Axel Springer CEO discusses OpenAI deal, how AI can improve journalism
World Congress Blog | 29 April 2024
Under CEO Mathias Döpfner’s leadership, Axel Springer struck a deal late last year with OpenAI to be compensated for any Axel Springer content or data the large language models use to perform their tasks.
“I found it urgent that someone who wants to use our data has to pay for it,” he explained at the INMA World Congress of News Media in London last week. “I asked Sam Altman [OpenAI CEO] whether he would be up for such a deal and he said yes. We negotiated for two months and then we signed it. ”
The most significant aspect of that agreement, he said, is “the content delivery and the remuneration of that, because that is always based in the original content we create with the spirit [of our company].”
Thinking back on his early experiences with AI, specifically the first time he used ChatGPT, Döpfner experienced “the third moment in my business life that I would call an epiphany moment,” he told World Congress attendees.
“I got stunningly good and interesting answers. It was a watershed moment.”
The first two “epiphany moments” in Döpfner’s career came in 1995, when he realised digital would eventually take over print, and in 2011, when he recognised the iPhone would be the reading device of the future.
But AI, he said, might have the biggest impact of all.
“This is a generation of new answering machines that have the potential to either completely destroy media as we know them or bring us to a new level,” he said. “Either it’s the end or it’s a new beginning, and it really depends on us how this is going to develop.”

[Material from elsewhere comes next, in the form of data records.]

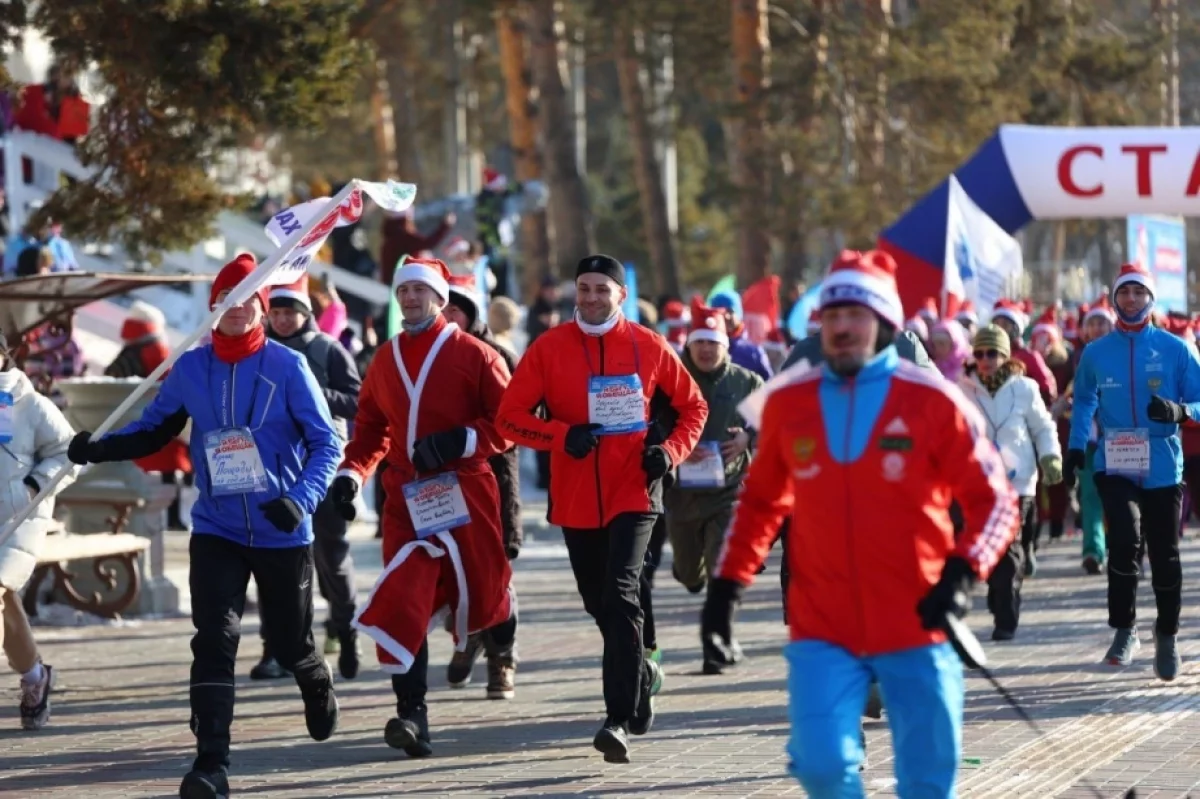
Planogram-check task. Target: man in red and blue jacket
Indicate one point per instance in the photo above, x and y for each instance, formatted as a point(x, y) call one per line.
point(867, 454)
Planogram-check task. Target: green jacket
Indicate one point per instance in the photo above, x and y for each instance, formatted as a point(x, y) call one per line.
point(724, 389)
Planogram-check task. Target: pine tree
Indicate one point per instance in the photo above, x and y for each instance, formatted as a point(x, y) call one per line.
point(186, 78)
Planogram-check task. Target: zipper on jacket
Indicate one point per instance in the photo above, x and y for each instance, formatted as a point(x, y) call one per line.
point(1133, 400)
point(233, 415)
point(850, 524)
point(595, 451)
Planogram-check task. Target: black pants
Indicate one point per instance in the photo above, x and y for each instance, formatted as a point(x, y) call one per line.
point(335, 570)
point(649, 568)
point(1143, 521)
point(220, 572)
point(607, 565)
point(412, 686)
point(1005, 582)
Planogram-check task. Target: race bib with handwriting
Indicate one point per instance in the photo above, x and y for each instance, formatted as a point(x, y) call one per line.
point(436, 504)
point(235, 467)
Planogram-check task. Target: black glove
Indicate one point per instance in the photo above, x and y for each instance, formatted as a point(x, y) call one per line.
point(581, 439)
point(432, 452)
point(717, 618)
point(951, 594)
point(655, 462)
point(1164, 410)
point(83, 450)
point(1071, 466)
point(342, 493)
point(283, 514)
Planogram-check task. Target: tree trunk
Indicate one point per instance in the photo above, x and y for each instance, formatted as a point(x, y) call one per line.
point(382, 121)
point(749, 145)
point(523, 134)
point(647, 173)
point(403, 118)
point(571, 232)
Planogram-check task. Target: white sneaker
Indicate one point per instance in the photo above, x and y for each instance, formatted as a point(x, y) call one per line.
point(35, 700)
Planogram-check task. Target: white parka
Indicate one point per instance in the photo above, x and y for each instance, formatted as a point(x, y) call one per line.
point(39, 450)
point(1019, 425)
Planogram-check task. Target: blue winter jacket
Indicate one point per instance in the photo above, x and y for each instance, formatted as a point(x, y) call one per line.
point(1117, 374)
point(291, 425)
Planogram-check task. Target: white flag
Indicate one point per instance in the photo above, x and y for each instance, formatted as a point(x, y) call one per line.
point(981, 257)
point(391, 197)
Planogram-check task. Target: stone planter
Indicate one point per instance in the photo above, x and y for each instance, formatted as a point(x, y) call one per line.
point(93, 503)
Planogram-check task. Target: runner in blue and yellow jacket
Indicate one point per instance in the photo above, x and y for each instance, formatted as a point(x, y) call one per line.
point(1139, 384)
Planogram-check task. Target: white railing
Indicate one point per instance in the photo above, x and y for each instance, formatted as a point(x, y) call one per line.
point(233, 233)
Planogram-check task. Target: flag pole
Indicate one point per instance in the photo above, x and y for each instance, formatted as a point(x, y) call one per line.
point(243, 292)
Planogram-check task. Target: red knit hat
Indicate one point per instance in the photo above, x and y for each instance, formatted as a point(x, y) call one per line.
point(865, 278)
point(465, 294)
point(293, 295)
point(1011, 311)
point(708, 324)
point(1048, 323)
point(430, 271)
point(234, 272)
point(1134, 274)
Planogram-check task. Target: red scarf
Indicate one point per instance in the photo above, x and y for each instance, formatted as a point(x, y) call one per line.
point(232, 349)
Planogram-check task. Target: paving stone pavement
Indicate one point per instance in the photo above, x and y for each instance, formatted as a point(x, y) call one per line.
point(120, 715)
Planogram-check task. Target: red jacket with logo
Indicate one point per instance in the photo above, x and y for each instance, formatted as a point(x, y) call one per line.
point(587, 493)
point(869, 538)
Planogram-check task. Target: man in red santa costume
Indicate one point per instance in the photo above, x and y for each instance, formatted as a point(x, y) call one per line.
point(442, 540)
point(144, 347)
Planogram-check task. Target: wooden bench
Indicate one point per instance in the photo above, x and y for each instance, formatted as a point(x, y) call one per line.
point(112, 554)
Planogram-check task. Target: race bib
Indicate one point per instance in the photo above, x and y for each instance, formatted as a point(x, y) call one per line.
point(617, 403)
point(6, 416)
point(707, 473)
point(1127, 451)
point(436, 504)
point(235, 467)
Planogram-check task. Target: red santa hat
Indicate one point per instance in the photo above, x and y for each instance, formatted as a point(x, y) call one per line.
point(1134, 274)
point(967, 313)
point(234, 272)
point(929, 310)
point(495, 180)
point(144, 320)
point(1102, 307)
point(465, 295)
point(1048, 323)
point(708, 324)
point(431, 271)
point(1011, 311)
point(675, 314)
point(292, 295)
point(864, 278)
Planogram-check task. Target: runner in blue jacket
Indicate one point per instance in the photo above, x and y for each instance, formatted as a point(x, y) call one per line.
point(1139, 384)
point(265, 451)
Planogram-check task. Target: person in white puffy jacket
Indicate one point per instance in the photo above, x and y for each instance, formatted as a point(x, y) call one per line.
point(34, 438)
point(1021, 428)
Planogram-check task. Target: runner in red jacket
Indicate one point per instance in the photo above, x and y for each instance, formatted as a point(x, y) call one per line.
point(868, 451)
point(597, 377)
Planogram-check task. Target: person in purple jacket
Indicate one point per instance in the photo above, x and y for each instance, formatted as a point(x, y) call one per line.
point(743, 352)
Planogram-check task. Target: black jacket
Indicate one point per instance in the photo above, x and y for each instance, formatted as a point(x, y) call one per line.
point(505, 466)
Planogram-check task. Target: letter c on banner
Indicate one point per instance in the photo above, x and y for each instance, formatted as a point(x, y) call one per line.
point(1144, 152)
point(1067, 180)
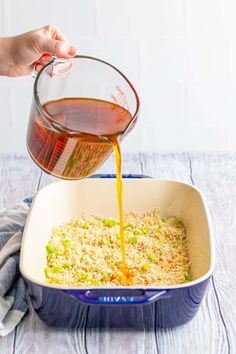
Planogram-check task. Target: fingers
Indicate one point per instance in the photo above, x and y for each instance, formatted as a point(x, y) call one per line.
point(54, 42)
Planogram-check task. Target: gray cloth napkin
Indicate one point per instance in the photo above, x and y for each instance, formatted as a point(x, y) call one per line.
point(13, 294)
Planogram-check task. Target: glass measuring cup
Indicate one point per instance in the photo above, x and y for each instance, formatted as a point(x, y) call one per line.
point(79, 106)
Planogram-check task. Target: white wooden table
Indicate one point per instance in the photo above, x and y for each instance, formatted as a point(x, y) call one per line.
point(213, 330)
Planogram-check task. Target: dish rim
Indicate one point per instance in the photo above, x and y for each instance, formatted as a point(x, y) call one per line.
point(201, 279)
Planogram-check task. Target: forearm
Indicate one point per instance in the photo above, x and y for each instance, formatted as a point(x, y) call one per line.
point(5, 55)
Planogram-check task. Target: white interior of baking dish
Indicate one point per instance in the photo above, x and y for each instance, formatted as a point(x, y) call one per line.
point(63, 200)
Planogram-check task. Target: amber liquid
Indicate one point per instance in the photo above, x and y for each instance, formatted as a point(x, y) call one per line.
point(93, 129)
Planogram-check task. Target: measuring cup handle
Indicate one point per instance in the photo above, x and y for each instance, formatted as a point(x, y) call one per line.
point(131, 175)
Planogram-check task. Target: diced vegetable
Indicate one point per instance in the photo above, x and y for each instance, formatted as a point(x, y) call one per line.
point(146, 266)
point(59, 252)
point(128, 226)
point(50, 248)
point(110, 222)
point(104, 278)
point(132, 239)
point(151, 257)
point(85, 225)
point(57, 269)
point(144, 231)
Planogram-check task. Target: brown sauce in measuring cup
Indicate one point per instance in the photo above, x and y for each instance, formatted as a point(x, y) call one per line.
point(79, 150)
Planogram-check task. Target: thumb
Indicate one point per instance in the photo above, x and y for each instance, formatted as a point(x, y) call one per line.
point(61, 49)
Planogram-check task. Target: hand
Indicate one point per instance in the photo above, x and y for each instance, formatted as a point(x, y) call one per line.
point(21, 54)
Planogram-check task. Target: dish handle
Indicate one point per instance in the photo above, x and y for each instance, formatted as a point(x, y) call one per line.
point(90, 299)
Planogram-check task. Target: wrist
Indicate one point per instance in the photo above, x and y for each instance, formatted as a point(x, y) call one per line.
point(5, 56)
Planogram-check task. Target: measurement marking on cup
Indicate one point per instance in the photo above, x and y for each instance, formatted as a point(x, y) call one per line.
point(120, 98)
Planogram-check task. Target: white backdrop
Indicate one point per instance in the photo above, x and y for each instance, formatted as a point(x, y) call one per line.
point(180, 55)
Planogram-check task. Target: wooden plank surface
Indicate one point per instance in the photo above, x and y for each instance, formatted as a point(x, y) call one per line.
point(211, 331)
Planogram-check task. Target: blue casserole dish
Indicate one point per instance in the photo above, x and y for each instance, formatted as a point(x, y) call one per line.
point(62, 306)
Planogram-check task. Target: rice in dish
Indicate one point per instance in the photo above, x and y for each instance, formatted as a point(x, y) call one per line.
point(86, 252)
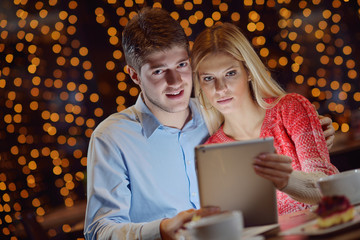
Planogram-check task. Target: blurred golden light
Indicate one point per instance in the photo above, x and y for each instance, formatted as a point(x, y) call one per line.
point(235, 16)
point(216, 16)
point(188, 6)
point(199, 15)
point(352, 74)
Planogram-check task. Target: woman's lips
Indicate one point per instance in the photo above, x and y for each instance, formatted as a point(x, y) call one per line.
point(224, 100)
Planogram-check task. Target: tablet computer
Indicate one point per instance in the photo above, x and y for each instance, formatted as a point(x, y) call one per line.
point(227, 179)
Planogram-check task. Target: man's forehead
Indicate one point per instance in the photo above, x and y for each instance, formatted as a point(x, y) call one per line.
point(162, 57)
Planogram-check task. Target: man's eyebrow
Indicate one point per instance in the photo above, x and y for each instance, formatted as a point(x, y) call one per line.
point(164, 65)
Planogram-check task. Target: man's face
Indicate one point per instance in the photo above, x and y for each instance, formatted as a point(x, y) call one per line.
point(166, 81)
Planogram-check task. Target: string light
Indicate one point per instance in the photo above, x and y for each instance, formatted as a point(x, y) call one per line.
point(56, 85)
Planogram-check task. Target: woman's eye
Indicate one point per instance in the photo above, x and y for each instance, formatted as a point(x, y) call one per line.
point(183, 64)
point(231, 73)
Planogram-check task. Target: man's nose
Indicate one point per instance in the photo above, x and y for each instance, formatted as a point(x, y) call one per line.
point(173, 78)
point(220, 85)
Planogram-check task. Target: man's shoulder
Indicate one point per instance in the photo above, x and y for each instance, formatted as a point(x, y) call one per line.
point(117, 121)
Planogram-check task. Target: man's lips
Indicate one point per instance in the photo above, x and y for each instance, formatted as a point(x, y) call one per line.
point(175, 94)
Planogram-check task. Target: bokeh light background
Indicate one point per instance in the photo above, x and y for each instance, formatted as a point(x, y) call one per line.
point(62, 72)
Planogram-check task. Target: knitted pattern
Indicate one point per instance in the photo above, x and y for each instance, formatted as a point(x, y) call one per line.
point(297, 133)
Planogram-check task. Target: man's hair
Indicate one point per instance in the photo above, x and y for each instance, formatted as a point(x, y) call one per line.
point(152, 29)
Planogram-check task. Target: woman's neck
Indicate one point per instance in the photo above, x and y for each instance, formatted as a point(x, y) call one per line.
point(246, 123)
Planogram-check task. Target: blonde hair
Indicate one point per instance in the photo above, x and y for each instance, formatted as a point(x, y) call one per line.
point(227, 38)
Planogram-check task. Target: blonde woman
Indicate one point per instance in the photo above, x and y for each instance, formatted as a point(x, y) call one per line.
point(239, 101)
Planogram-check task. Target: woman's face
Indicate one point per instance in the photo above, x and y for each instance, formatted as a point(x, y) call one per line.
point(224, 81)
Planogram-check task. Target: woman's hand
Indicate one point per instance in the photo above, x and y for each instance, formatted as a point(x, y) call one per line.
point(170, 226)
point(274, 167)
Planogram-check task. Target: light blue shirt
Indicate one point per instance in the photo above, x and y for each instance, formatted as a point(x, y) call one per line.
point(139, 172)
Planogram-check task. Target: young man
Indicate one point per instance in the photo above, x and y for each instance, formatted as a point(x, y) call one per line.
point(141, 173)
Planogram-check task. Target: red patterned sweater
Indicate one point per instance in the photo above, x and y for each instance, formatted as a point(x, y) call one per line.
point(297, 133)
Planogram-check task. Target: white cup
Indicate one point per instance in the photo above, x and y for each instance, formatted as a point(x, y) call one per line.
point(346, 183)
point(224, 226)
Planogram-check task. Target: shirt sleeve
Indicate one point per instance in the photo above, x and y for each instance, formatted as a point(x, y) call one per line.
point(303, 126)
point(109, 196)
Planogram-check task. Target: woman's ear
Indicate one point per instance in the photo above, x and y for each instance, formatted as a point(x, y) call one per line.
point(133, 74)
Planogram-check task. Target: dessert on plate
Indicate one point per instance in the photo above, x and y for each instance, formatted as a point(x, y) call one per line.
point(333, 210)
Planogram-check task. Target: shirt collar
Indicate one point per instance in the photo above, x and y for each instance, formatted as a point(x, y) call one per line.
point(150, 123)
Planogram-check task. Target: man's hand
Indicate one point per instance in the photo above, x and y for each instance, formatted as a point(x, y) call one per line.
point(170, 226)
point(329, 130)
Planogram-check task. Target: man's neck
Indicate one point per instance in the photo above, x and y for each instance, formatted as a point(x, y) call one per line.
point(174, 120)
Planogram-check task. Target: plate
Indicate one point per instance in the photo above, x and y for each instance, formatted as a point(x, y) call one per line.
point(311, 228)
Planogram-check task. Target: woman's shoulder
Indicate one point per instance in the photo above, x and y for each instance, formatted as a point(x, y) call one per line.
point(293, 99)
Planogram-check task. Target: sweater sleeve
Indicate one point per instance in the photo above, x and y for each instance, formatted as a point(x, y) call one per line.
point(303, 126)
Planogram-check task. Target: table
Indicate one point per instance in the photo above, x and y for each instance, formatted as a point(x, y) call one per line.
point(292, 220)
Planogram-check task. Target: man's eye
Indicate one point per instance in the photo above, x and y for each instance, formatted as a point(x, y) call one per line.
point(158, 72)
point(207, 79)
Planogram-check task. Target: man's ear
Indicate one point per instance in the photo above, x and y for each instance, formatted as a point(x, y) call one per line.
point(133, 74)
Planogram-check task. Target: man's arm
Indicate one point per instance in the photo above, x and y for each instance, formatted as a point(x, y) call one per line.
point(329, 130)
point(109, 196)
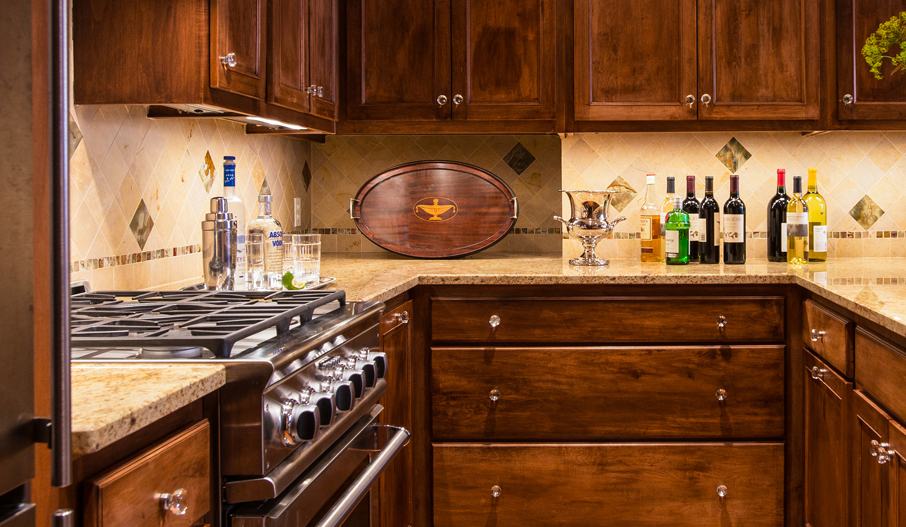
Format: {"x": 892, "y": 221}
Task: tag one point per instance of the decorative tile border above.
{"x": 126, "y": 259}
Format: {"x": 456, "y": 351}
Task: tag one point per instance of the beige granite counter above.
{"x": 111, "y": 401}
{"x": 871, "y": 287}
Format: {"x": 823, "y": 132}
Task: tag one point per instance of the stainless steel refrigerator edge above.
{"x": 18, "y": 426}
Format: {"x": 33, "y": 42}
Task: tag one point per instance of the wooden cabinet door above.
{"x": 322, "y": 31}
{"x": 238, "y": 27}
{"x": 398, "y": 60}
{"x": 828, "y": 398}
{"x": 396, "y": 500}
{"x": 871, "y": 481}
{"x": 635, "y": 60}
{"x": 871, "y": 98}
{"x": 288, "y": 75}
{"x": 758, "y": 59}
{"x": 504, "y": 59}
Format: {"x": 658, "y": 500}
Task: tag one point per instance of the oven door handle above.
{"x": 354, "y": 494}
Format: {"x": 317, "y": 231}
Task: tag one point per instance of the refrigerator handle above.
{"x": 61, "y": 413}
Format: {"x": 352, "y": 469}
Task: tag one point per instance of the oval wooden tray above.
{"x": 435, "y": 209}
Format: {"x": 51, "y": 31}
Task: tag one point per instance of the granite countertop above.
{"x": 110, "y": 401}
{"x": 874, "y": 288}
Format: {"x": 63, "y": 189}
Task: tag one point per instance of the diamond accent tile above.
{"x": 141, "y": 224}
{"x": 206, "y": 172}
{"x": 625, "y": 195}
{"x": 866, "y": 212}
{"x": 519, "y": 158}
{"x": 733, "y": 155}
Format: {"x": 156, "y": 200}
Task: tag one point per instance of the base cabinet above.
{"x": 694, "y": 485}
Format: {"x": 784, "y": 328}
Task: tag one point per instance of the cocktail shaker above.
{"x": 218, "y": 247}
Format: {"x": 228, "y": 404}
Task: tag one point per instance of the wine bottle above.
{"x": 797, "y": 226}
{"x": 734, "y": 223}
{"x": 677, "y": 239}
{"x": 817, "y": 219}
{"x": 777, "y": 220}
{"x": 650, "y": 226}
{"x": 667, "y": 208}
{"x": 692, "y": 208}
{"x": 709, "y": 235}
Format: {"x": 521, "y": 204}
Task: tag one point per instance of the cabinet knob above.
{"x": 229, "y": 61}
{"x": 175, "y": 503}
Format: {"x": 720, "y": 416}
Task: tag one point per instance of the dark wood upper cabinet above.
{"x": 398, "y": 60}
{"x": 827, "y": 448}
{"x": 859, "y": 94}
{"x": 635, "y": 60}
{"x": 238, "y": 37}
{"x": 504, "y": 59}
{"x": 758, "y": 59}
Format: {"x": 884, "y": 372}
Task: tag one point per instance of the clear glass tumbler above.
{"x": 254, "y": 255}
{"x": 302, "y": 257}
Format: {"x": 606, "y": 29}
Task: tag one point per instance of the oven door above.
{"x": 329, "y": 492}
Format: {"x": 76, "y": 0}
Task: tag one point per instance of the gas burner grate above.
{"x": 215, "y": 320}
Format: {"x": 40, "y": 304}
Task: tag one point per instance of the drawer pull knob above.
{"x": 176, "y": 503}
{"x": 881, "y": 451}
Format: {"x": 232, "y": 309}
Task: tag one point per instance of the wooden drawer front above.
{"x": 609, "y": 485}
{"x": 881, "y": 370}
{"x": 830, "y": 336}
{"x": 585, "y": 394}
{"x": 130, "y": 493}
{"x": 609, "y": 320}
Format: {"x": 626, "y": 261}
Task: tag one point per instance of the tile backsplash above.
{"x": 140, "y": 188}
{"x": 862, "y": 175}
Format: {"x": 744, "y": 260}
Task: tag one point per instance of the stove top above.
{"x": 188, "y": 324}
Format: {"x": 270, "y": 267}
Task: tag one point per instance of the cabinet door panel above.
{"x": 398, "y": 59}
{"x": 873, "y": 98}
{"x": 288, "y": 72}
{"x": 759, "y": 59}
{"x": 827, "y": 449}
{"x": 238, "y": 27}
{"x": 504, "y": 56}
{"x": 870, "y": 483}
{"x": 323, "y": 57}
{"x": 635, "y": 60}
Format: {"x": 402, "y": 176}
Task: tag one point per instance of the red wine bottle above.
{"x": 734, "y": 224}
{"x": 777, "y": 220}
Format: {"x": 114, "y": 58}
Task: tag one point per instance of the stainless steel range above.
{"x": 299, "y": 439}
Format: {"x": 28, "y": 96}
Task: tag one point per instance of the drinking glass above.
{"x": 254, "y": 254}
{"x": 302, "y": 257}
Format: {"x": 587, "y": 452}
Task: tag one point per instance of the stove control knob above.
{"x": 301, "y": 422}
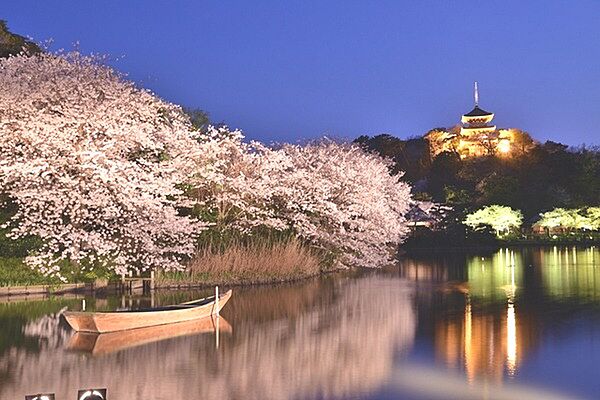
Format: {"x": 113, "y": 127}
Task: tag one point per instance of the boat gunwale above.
{"x": 187, "y": 306}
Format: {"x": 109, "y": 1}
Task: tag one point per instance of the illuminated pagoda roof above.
{"x": 477, "y": 120}
{"x": 478, "y": 112}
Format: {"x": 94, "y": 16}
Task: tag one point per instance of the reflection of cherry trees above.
{"x": 50, "y": 331}
{"x": 343, "y": 345}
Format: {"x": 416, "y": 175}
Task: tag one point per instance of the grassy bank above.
{"x": 14, "y": 272}
{"x": 248, "y": 262}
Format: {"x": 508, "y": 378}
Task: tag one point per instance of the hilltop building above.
{"x": 475, "y": 137}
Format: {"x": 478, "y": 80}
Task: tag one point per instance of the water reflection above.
{"x": 498, "y": 325}
{"x": 327, "y": 338}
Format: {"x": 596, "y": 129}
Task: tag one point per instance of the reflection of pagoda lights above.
{"x": 469, "y": 367}
{"x": 511, "y": 325}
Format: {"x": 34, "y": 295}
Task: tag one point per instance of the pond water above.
{"x": 515, "y": 324}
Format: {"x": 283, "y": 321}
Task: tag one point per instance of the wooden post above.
{"x": 217, "y": 300}
{"x": 217, "y": 332}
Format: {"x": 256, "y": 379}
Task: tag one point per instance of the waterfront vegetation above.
{"x": 100, "y": 178}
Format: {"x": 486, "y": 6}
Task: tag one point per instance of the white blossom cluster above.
{"x": 101, "y": 170}
{"x": 335, "y": 196}
{"x": 92, "y": 163}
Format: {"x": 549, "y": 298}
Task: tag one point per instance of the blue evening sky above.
{"x": 294, "y": 70}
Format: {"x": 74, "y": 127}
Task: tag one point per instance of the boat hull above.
{"x": 104, "y": 343}
{"x": 102, "y": 322}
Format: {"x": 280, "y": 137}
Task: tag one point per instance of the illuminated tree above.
{"x": 335, "y": 196}
{"x": 500, "y": 218}
{"x": 571, "y": 219}
{"x": 593, "y": 214}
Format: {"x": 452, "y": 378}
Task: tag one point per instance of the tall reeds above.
{"x": 248, "y": 261}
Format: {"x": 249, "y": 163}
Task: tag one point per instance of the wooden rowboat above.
{"x": 104, "y": 343}
{"x": 101, "y": 322}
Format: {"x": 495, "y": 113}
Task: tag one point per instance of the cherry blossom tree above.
{"x": 500, "y": 218}
{"x": 335, "y": 196}
{"x": 340, "y": 197}
{"x": 93, "y": 163}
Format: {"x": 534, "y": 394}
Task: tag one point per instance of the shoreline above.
{"x": 44, "y": 291}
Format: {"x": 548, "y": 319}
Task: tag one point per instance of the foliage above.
{"x": 105, "y": 176}
{"x": 500, "y": 218}
{"x": 535, "y": 178}
{"x": 92, "y": 162}
{"x": 12, "y": 44}
{"x": 198, "y": 118}
{"x": 256, "y": 260}
{"x": 571, "y": 219}
{"x": 335, "y": 196}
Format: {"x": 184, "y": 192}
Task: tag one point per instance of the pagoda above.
{"x": 474, "y": 137}
{"x": 477, "y": 121}
{"x": 477, "y": 135}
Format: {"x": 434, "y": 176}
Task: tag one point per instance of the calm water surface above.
{"x": 516, "y": 324}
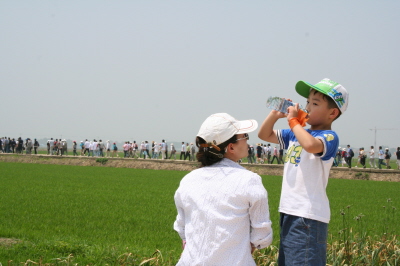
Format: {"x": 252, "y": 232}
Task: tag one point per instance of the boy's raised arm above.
{"x": 267, "y": 132}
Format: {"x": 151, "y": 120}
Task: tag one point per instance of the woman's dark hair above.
{"x": 209, "y": 154}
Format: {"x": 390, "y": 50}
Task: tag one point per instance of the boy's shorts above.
{"x": 303, "y": 241}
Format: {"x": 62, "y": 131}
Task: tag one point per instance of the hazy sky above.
{"x": 152, "y": 70}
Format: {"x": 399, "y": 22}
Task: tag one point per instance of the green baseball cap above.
{"x": 328, "y": 87}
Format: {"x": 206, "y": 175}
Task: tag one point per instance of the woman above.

Identifying risks and opportunities
Döpfner sees both huge risk and potential for good in using AI for media companies. Rediscovering journalism’s deepest purpose and using AI to stay true to that is of the utmost importance to him.
“If we embrace large language models in the right manner, they can make our work cheaper and more efficient but also improve the quality of our work. This technology supports or even replaces a lot of workflow elements that used to belong to journalistic production like layout, re-writing, and aggregating.
“All of that can be done by bots, potentially even better by bots.”
It also can help save money, which can be used to fuel growth, he said:
“We have to make [our companies] cheaper and more efficient, and then reinvest the money into content and creation for humans to do something meaningful in journalism — to go somewhere no one has ever been, to find something that nobody has ever found out.
“If we do that, then we rediscover the original essence of journalism.”
Succeeding with AI
Döpfner outlined three main conditions for journalism to succeed and thrive from a business perspective in the face of AI.
Firstly, he urged attendees to use AI positively, telling them to “embrace the opportunities and draw the right conclusions.”
Secondly, he emphasised the need for regulation on how AI is used, stating, “copyright as know it is finished” and encouraging media companies to “stick together.”
However, he is optimistic about efforts to regulate AI effectively: “Bots of that kind have the ability to undermine political institutions, political power, and democracy. I am optimistic [about regulation] because when it is about power, politicians are very sensitive. There is a sense of urgency.
“If we do our job — and address the topic and stay in close contact with the regulator — politicians will be helpful.”
Rebuilding trust in the news
The third condition Döpfner outlined concerns journalists’ intellectual capacity and the effective use of it to be successful and increase readers’ trust in their organisations.
“Technological changes are always a challenge, but so many have used these to their advantage. So, it’s not so much about technology itself but more about our own behaviour and the credibility and trust that we provide to our readers, users and viewers,” he said.
Specifically, he urged media companies to re-emphasise the traditional values of journalism within their organisations, criticising what he perceives as an increasingly blurred line between journalism and activism.
“There is now an unclear separation between journalism and activism … . I am convinced that more and more media companies think they have to be in political camps. A journalist needs to be as unbiased, as nonpartisan, as unpredictable and as critical in all directions as possible.”
News companies must become “more informative than judgmental. Don’t tell your readers what to think. Tell them they can think for themselves,” Döpfner said. “People who trust a media brand will be faithful clients. If people lose trust, which is the current development, then we will be in trouble.”
He stressed that this non-partisanship is at the core of Axel Springer’s mission, to not only maintain but further build trust among its audience: “That is our ambition.”